As 2022 draws to a close, MobiHealthNews asked digital health executives about the biggest surprises and most noteworthy events that took place over the past year.
Though the economic environment proved more challenging for startups, leaders noted several major deals — particularly by large retail players — and argued consolidation could be a bigger trend next year.
Guillaume de Zwirek, founder and CEO of Artera (formerly WELL Health)
“Though not surprising, the market downturn was a noteworthy event this year. Even when you spot a market bubble, you often don’t know when it will burst. Another noteworthy trend is how retailers are moving aggressively to reshape their businesses and provide care for large populations. Examples: Walgreens with VillageMD, CVS with Signify Health, Best Buy with Current Health and Amazon with One Medical.”
Russell Glass, CEO of Headspace Health
“Point solutions across virtual care, and in particular, virtual mental health, have begun to be absorbed by larger telemedicine and platform companies. In 2023, as market pressures and more limited available funding force continued consolidation, I think we’ll continue to see this phenomenon play out — but at an even faster rate than we saw in 2022. And those that have scale, well-established unit economics, and a clear path to profitability will emerge as the winners.”

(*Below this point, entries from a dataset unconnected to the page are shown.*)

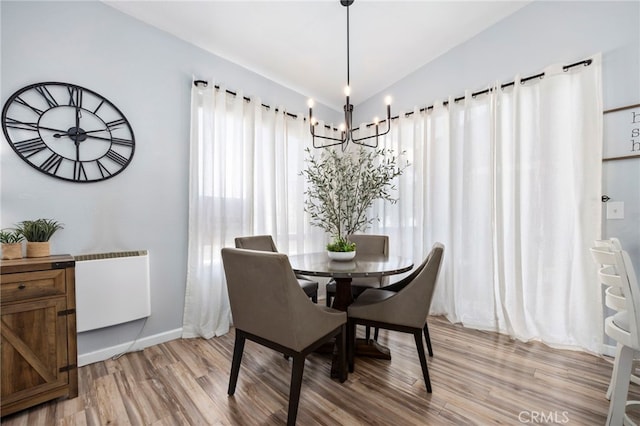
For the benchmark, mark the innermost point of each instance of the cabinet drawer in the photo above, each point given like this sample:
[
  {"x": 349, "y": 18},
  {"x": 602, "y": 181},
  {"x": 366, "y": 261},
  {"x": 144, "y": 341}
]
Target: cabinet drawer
[{"x": 28, "y": 285}]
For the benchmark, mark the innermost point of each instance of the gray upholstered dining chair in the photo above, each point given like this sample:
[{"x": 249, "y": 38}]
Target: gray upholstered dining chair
[
  {"x": 405, "y": 310},
  {"x": 365, "y": 244},
  {"x": 269, "y": 308},
  {"x": 397, "y": 286},
  {"x": 265, "y": 243}
]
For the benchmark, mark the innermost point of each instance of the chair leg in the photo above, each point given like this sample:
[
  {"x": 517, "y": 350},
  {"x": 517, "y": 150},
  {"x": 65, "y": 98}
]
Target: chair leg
[
  {"x": 617, "y": 406},
  {"x": 351, "y": 343},
  {"x": 341, "y": 346},
  {"x": 238, "y": 348},
  {"x": 423, "y": 359},
  {"x": 327, "y": 300},
  {"x": 294, "y": 389},
  {"x": 427, "y": 338}
]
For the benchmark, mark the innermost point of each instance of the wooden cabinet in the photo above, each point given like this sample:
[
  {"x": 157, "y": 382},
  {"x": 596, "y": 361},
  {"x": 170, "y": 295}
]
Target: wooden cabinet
[{"x": 38, "y": 349}]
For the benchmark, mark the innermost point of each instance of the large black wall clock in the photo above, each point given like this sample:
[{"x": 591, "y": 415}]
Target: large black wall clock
[{"x": 68, "y": 132}]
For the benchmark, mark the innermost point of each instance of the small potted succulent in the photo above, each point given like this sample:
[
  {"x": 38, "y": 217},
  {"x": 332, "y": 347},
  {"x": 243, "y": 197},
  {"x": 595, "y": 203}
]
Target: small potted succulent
[
  {"x": 11, "y": 240},
  {"x": 37, "y": 233}
]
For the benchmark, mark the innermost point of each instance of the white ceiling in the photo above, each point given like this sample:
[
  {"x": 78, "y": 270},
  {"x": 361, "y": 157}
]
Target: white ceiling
[{"x": 302, "y": 44}]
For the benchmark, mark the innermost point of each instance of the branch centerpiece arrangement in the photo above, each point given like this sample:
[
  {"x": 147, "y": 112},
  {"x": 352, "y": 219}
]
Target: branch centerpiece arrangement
[{"x": 342, "y": 187}]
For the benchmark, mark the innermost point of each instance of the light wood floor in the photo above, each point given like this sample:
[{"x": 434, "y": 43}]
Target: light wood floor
[{"x": 478, "y": 378}]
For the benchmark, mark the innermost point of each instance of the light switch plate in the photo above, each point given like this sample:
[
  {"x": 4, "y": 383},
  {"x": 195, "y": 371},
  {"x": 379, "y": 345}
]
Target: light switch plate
[{"x": 615, "y": 210}]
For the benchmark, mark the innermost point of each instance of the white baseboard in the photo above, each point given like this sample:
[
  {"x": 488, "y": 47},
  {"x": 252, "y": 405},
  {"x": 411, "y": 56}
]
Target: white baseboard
[{"x": 106, "y": 353}]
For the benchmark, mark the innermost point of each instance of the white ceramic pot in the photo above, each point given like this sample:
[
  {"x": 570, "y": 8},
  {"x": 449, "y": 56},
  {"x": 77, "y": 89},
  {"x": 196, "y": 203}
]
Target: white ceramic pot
[{"x": 341, "y": 255}]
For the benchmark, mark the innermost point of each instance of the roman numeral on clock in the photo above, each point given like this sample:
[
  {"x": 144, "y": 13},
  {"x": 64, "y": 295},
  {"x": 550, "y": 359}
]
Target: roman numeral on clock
[
  {"x": 52, "y": 163},
  {"x": 115, "y": 157},
  {"x": 29, "y": 147}
]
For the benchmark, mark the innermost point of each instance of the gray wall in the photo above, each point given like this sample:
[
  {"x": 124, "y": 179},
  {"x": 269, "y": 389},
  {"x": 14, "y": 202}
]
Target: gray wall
[
  {"x": 147, "y": 74},
  {"x": 541, "y": 34}
]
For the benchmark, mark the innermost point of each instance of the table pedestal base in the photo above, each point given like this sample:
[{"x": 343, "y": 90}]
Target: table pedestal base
[{"x": 371, "y": 349}]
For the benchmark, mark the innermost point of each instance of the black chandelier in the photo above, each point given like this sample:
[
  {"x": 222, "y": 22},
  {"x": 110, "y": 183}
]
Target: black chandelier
[{"x": 346, "y": 129}]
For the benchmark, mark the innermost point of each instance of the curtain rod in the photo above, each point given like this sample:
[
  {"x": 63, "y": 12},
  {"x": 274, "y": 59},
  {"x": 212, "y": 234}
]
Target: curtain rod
[
  {"x": 205, "y": 83},
  {"x": 565, "y": 68}
]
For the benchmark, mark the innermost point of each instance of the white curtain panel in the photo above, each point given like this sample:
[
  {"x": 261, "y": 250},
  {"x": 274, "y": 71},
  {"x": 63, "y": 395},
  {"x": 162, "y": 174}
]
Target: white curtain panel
[
  {"x": 244, "y": 180},
  {"x": 510, "y": 182}
]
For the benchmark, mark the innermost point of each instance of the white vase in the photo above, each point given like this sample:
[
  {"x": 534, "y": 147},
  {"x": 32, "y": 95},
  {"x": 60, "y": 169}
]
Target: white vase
[{"x": 341, "y": 255}]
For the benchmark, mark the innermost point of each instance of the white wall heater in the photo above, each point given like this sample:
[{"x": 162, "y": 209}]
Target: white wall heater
[{"x": 112, "y": 288}]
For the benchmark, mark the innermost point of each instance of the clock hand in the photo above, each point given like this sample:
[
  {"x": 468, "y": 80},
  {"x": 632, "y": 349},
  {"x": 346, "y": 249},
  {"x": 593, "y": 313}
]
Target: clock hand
[
  {"x": 59, "y": 135},
  {"x": 52, "y": 129}
]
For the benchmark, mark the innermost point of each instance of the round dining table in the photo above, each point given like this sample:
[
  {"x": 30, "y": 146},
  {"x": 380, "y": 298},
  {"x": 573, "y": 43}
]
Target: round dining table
[{"x": 363, "y": 265}]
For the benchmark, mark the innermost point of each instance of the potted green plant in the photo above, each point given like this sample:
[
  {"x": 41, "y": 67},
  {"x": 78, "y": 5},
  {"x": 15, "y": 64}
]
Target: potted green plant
[
  {"x": 37, "y": 233},
  {"x": 342, "y": 186},
  {"x": 11, "y": 240}
]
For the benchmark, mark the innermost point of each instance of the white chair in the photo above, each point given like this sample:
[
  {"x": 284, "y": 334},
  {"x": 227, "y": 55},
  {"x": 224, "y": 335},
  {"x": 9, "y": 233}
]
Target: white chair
[
  {"x": 614, "y": 299},
  {"x": 623, "y": 327}
]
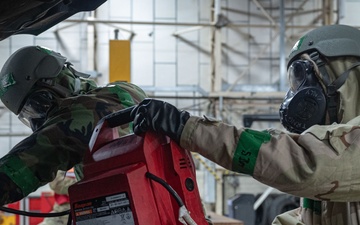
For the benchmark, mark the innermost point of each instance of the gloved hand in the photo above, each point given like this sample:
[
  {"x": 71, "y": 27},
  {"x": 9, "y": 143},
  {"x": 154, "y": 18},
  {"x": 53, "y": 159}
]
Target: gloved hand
[
  {"x": 9, "y": 191},
  {"x": 159, "y": 116}
]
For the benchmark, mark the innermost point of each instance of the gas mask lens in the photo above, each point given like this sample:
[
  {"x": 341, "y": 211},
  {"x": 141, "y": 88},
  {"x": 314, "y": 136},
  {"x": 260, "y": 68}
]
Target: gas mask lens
[
  {"x": 304, "y": 103},
  {"x": 34, "y": 112},
  {"x": 298, "y": 72}
]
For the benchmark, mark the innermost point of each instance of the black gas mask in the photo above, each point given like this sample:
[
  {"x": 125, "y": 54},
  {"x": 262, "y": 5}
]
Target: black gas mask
[
  {"x": 304, "y": 104},
  {"x": 34, "y": 112}
]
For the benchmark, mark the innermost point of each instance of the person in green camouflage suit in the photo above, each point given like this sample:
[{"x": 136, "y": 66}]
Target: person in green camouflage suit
[
  {"x": 318, "y": 159},
  {"x": 62, "y": 107}
]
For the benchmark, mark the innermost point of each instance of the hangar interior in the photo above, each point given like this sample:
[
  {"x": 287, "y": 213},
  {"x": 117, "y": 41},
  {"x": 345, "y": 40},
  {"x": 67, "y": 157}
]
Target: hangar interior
[{"x": 221, "y": 58}]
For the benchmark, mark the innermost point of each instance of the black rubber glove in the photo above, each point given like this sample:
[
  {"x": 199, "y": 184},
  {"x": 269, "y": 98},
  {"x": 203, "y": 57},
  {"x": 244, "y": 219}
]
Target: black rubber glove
[
  {"x": 9, "y": 191},
  {"x": 159, "y": 116}
]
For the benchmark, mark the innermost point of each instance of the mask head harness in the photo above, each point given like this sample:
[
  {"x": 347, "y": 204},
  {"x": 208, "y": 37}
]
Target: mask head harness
[
  {"x": 313, "y": 97},
  {"x": 307, "y": 102},
  {"x": 30, "y": 72}
]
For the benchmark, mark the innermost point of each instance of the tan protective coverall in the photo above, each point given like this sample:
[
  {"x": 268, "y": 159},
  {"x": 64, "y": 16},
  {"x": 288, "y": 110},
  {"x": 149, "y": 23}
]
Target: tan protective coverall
[{"x": 328, "y": 172}]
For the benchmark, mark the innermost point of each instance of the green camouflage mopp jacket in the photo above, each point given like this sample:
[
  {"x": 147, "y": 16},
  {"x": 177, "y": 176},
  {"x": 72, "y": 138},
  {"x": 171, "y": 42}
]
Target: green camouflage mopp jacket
[
  {"x": 63, "y": 139},
  {"x": 321, "y": 165}
]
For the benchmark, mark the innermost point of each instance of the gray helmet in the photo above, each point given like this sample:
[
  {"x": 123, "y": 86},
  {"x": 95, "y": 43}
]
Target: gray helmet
[
  {"x": 23, "y": 69},
  {"x": 329, "y": 41}
]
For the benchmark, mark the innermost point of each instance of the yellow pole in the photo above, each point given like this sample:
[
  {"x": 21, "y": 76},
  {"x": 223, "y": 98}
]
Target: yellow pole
[{"x": 120, "y": 63}]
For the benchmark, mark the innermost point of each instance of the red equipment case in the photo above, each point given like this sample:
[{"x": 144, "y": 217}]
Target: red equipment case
[{"x": 117, "y": 188}]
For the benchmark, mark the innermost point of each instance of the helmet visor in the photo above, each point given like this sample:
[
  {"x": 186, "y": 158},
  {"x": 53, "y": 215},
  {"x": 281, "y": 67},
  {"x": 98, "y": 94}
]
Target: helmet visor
[
  {"x": 298, "y": 72},
  {"x": 34, "y": 112}
]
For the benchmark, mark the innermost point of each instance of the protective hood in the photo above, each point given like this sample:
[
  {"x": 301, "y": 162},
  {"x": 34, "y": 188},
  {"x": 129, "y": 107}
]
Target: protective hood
[{"x": 36, "y": 16}]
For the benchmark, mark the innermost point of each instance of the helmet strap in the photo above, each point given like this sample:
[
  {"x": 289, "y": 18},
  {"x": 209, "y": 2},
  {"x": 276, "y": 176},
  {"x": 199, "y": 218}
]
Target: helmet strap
[{"x": 75, "y": 72}]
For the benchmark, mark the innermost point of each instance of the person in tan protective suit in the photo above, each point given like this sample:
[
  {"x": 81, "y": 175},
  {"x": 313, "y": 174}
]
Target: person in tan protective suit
[
  {"x": 318, "y": 159},
  {"x": 60, "y": 185}
]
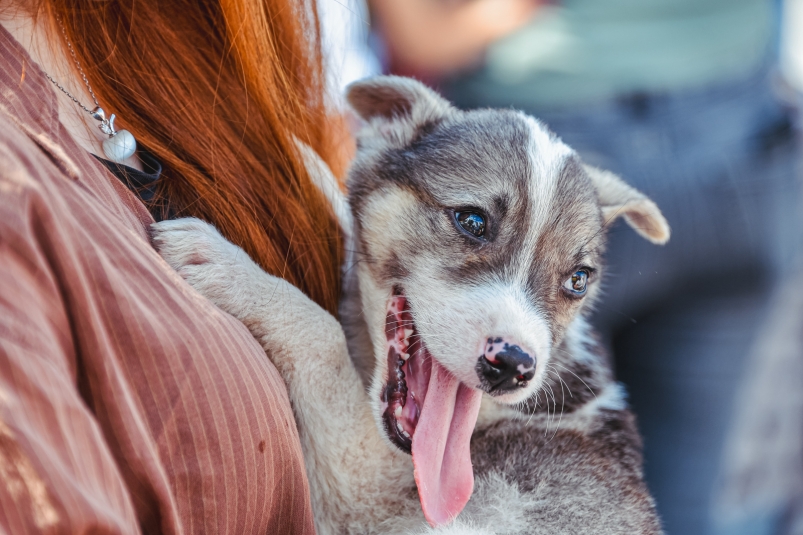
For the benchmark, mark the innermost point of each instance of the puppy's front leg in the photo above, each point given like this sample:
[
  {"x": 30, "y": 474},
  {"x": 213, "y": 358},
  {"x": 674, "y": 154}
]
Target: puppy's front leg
[{"x": 348, "y": 465}]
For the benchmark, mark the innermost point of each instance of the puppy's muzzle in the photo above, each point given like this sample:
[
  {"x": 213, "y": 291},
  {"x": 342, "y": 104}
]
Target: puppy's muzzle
[{"x": 504, "y": 367}]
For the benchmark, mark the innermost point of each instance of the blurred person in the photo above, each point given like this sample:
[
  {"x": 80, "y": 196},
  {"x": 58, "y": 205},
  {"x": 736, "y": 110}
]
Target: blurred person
[
  {"x": 347, "y": 57},
  {"x": 128, "y": 403},
  {"x": 679, "y": 99}
]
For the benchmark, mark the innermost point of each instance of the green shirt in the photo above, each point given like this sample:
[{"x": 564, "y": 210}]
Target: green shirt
[{"x": 586, "y": 50}]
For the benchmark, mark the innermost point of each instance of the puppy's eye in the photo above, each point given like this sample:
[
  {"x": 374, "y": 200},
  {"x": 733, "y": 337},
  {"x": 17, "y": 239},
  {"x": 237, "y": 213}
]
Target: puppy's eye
[
  {"x": 471, "y": 222},
  {"x": 578, "y": 282}
]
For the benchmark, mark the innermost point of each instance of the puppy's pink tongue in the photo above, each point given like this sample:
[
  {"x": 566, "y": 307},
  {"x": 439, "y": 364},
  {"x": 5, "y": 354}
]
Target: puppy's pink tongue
[{"x": 441, "y": 455}]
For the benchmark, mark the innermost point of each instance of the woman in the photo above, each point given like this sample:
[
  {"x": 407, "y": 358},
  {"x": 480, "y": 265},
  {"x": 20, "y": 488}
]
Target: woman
[{"x": 127, "y": 402}]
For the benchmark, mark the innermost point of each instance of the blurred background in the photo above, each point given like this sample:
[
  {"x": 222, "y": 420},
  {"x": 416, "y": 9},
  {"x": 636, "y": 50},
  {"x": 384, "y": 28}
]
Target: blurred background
[{"x": 694, "y": 102}]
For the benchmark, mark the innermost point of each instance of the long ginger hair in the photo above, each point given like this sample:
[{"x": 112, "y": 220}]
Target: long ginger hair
[{"x": 217, "y": 90}]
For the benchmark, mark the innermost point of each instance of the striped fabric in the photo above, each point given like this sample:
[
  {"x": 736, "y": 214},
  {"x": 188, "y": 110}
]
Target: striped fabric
[{"x": 128, "y": 403}]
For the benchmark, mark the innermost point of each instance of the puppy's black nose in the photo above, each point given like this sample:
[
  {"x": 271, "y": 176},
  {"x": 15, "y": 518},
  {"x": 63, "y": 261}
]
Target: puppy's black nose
[{"x": 504, "y": 367}]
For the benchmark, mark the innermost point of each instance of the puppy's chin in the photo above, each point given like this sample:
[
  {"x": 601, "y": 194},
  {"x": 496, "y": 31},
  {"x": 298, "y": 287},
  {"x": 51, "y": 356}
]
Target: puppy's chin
[{"x": 519, "y": 396}]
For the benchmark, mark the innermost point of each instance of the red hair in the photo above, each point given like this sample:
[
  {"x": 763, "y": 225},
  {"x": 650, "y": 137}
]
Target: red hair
[{"x": 217, "y": 91}]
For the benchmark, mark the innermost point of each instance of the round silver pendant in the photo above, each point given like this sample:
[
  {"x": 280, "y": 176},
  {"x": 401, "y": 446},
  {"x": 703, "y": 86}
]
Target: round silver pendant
[{"x": 120, "y": 147}]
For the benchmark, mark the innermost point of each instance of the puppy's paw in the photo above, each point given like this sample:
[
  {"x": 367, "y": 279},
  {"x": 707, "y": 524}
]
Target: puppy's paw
[{"x": 215, "y": 267}]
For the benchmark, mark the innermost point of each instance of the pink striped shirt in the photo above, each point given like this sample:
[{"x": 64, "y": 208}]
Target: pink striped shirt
[{"x": 128, "y": 403}]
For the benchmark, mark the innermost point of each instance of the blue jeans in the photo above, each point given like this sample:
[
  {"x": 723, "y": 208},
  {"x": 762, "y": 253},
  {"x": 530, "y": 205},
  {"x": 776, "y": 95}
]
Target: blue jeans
[{"x": 722, "y": 164}]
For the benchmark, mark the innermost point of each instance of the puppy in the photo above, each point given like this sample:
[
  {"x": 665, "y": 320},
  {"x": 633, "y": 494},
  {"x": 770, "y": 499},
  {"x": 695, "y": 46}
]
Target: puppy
[{"x": 475, "y": 243}]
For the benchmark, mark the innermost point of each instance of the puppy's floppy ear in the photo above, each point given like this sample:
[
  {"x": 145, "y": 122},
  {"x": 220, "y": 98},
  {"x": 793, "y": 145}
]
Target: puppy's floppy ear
[
  {"x": 395, "y": 107},
  {"x": 619, "y": 199}
]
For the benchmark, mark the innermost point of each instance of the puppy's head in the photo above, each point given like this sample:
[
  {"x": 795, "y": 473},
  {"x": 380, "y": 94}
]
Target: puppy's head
[{"x": 481, "y": 235}]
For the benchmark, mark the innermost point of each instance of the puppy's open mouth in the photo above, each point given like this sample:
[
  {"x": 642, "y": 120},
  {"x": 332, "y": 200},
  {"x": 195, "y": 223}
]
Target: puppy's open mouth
[
  {"x": 409, "y": 371},
  {"x": 429, "y": 413}
]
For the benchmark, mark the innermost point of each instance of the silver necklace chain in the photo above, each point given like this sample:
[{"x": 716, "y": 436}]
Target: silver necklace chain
[
  {"x": 121, "y": 144},
  {"x": 80, "y": 70}
]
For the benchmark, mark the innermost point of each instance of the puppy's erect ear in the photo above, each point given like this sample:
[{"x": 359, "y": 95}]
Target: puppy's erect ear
[
  {"x": 395, "y": 107},
  {"x": 618, "y": 199}
]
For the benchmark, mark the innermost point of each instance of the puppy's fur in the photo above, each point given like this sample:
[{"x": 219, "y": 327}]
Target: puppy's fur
[{"x": 556, "y": 451}]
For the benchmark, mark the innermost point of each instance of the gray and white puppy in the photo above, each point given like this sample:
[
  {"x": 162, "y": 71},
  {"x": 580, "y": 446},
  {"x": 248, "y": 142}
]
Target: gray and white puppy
[{"x": 476, "y": 244}]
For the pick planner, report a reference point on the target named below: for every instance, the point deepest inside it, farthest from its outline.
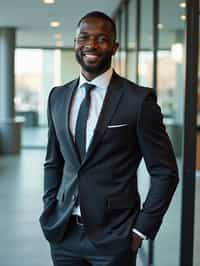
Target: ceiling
(32, 18)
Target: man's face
(94, 46)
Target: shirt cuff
(139, 234)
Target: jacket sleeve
(160, 160)
(53, 165)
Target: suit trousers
(77, 250)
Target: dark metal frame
(189, 143)
(138, 30)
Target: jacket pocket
(120, 203)
(61, 197)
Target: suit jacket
(129, 127)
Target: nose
(91, 42)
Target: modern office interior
(159, 48)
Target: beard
(94, 68)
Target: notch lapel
(111, 101)
(69, 96)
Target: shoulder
(136, 91)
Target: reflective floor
(21, 184)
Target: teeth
(91, 56)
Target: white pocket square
(116, 126)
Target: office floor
(21, 183)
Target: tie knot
(89, 87)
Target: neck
(90, 76)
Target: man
(100, 126)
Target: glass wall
(37, 71)
(170, 76)
(170, 91)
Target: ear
(115, 47)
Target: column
(9, 127)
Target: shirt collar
(101, 81)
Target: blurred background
(159, 48)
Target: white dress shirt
(97, 98)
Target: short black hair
(101, 15)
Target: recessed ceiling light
(58, 36)
(59, 43)
(49, 2)
(160, 26)
(183, 17)
(183, 5)
(54, 24)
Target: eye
(102, 39)
(82, 38)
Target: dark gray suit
(107, 178)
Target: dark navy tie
(81, 124)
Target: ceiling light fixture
(160, 26)
(59, 43)
(49, 2)
(182, 5)
(58, 36)
(54, 24)
(183, 17)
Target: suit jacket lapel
(111, 101)
(70, 93)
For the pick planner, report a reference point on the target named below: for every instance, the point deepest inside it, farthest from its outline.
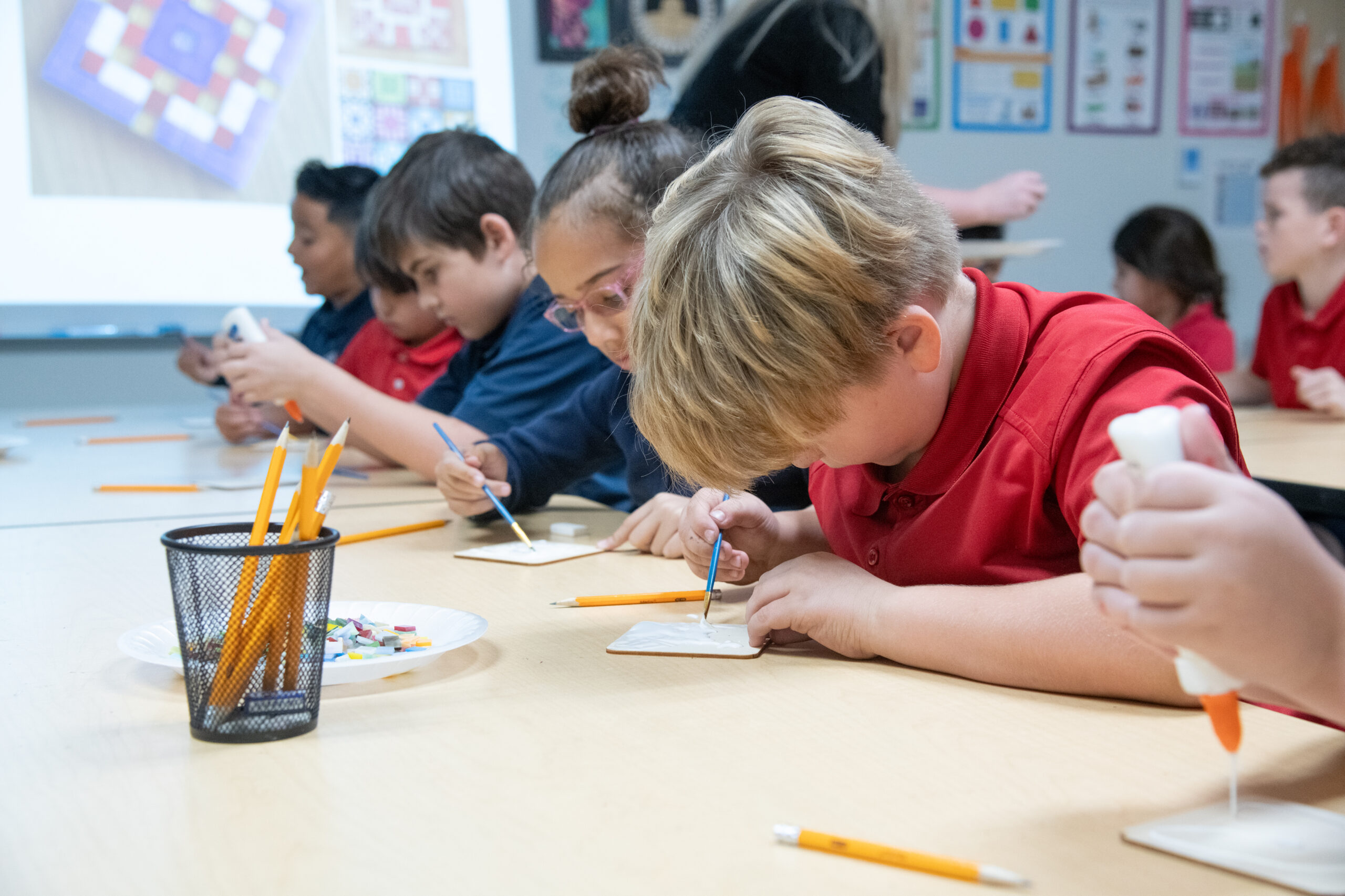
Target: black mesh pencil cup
(251, 624)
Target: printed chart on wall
(923, 106)
(1226, 56)
(1001, 66)
(1115, 66)
(401, 72)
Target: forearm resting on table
(392, 431)
(1245, 388)
(964, 206)
(1044, 635)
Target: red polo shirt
(997, 495)
(1208, 336)
(378, 358)
(1286, 338)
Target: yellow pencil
(387, 533)
(189, 487)
(233, 633)
(131, 440)
(620, 600)
(909, 860)
(307, 482)
(330, 458)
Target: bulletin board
(1002, 65)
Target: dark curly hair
(1171, 247)
(344, 190)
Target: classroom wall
(1095, 181)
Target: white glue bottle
(1147, 440)
(240, 326)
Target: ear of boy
(918, 338)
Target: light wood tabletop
(533, 762)
(1293, 446)
(51, 480)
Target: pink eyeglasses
(606, 300)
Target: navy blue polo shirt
(522, 369)
(330, 329)
(594, 430)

Dr. Jon Bloom, cofounder and CEO of Podimetrics
“From a digital health perspective, 2022 was a reset year for many and a serious reality check. We went from sky high growth to the sky is falling, and in 2023 I think this market correction movement will continue forward. To me, the biggest surprise of 2022 was that despite the market tanking, digital health companies continued to truck forward with huge deals. This includes massive acquisitions like Amazon and One Medical, as well as deals like CVS Health and Signify.”
Vijay Ravindran, CEO of Floreo
“The post-COVID environment is now upon us. Telehealth as a necessity has receded a little in the reopening of America.
The layoffs in Big Tech present an unprecedented opportunity to recruit top shelf talent to startups that do have funding for the next couple of years. Great businesses are likely to be accelerated by the talent that is now available and willing to take the relative security of a startup that is well funded over the uncertainty with larger companies grappling with the economy’s macro issues.”
Christopher Lis, managing director of global healthcare intelligence at J.D. Power
“The trajectory of investment and spending in Q1 and Q2 2022 could be viewed more as adjustment periods after a boom seen in 2021. This shift isn’t surprising, but still noteworthy. While funding was down, M&A deal volume saw a small uptick in Q3 2022. More generally, adoption of digital tools has grown significantly among all physicians regardless of gender, specialty or age. The average number of digital health tools in use by a physician grew from 2.2 in 2016 to 3.8 in 2022.”